Secondo testimoni oculari e giornalisti locali, l’artiglieria e gli aerei da guerra israeliani hanno preso di mira la folla radunata nei pressi del centro di distribuzione di aiuti umanitari nei pressi della rotonda di Al-Alam, a ovest di Rafah.
Questa la “giustificazione” da parte del “morale” esercito dello Stato ebraico del terzo massacro, negli ultimi tre giorni, effettuato contro civili palestinesi (da notare che stavolta, rispetto a quanto accaduto in precedenza le IDF non hanno negato di aver aperto il fuoco): “Secondo le IDF – riporta il Times of Israel – , mentre folle di palestinesi si dirigevano verso il sito di distribuzione degli aiuti a Rafah attraverso percorsi organizzati, le truppe hanno individuato diversi sospetti che si avvicinavano, ma che non seguivano il percorso precedentemente approvato, a circa mezzo chilometro dal complesso degli aiuti. «Le forze hanno sparato colpi di avvertimento e, poiché non si sono disperse, hanno aperto il fuoco ulteriormente nei pressi di diversi sospettati che si erano avvicinati alle forze», ha dichiarato l’esercito”.

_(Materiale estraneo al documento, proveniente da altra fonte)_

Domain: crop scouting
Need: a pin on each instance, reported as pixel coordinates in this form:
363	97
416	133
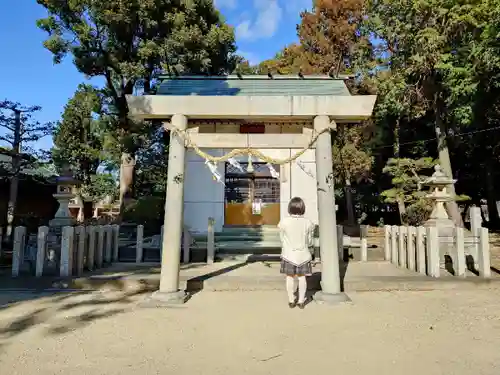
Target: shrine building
274	116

Martedì, la GHF ha annunciato l’apertura di un ulteriore punto di distribuzione degli aiuti, per la prima volta, anche nella Striscia di Gaza settentrionale, “nell’ambito del piano di espansione volto a facilitare l’accesso agli aiuti nelle regioni settentrionali – è scritto nella nota -. I dettagli sulle date di distribuzione e il meccanismo per ricevere gli aiuti saranno comunicati in seguito”.

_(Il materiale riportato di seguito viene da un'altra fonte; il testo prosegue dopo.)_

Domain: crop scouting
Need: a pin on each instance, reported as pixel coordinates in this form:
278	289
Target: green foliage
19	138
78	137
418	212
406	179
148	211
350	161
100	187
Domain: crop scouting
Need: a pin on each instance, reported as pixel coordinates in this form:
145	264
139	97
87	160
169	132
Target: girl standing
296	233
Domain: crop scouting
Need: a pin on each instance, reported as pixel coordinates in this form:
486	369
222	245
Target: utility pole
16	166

Ma va anche ricordato che, in base a quanto riferisce oggi il Washington Post, il Boston Consulting Group, azienda che ha contribuito alla creazione della Gaza Humanitarian Foundation, ha annullato il contratto stipulato con la società americana a Gaza e ha ritirato i suoi dipendenti da Tel Aviv. Secondo il quotidiano, il mancato supporto del BCG potrebbe rendere difficile la continuazione delle attività della GHF.

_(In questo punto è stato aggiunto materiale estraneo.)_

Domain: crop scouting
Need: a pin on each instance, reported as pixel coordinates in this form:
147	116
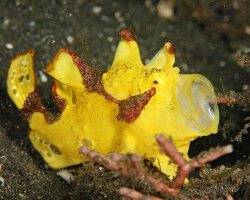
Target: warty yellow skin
90	119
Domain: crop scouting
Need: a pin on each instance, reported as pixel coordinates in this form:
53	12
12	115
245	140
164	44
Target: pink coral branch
184	166
133	194
130	165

Secondo Philippe Lazzarini, commissario generale dell’UNRWA, la distribuzione degli aiuti è diventata una trappola mortale. Dichiarazione del 1 giugno: “Decine di feriti e morti tra i civili affamati a causa degli spari di questa mattina. Questo secondo quanto riferito dai medici internazionali sul campo. Un punto di distribuzione del piano israelo-americano è stato posizionato molto a sud di Rafah. Questo sistema umiliante ha costretto migliaia di persone affamate e disperate a camminare per decine di chilometri verso un’area praticamente polverizzata a causa dei pesanti bombardamenti dell’esercito israeliano. La consegna e la distribuzione degli aiuti devono essere su larga scala e sicuri. A Gaza , questo può essere fatto solo attraverso le Nazioni Unite, compresa l’UNRWALo Stato di Israele deve revocare l’assedio e consentire alle Nazioni Unite un accesso sicuro e senza ostacoli per portare aiuti e distribuirli in sicurezza. Questo è l’unico modo per evitare la carestia di massa, anche tra un milione di bambini. Con narrazioni contrastanti e campagne di disinformazione in pieno svolgimento, i media internazionali devono essere autorizzati a entrare a Gaza per denunciare in modo indipendente le atrocità in corso, incluso l’atroce crimine di questa mattina”.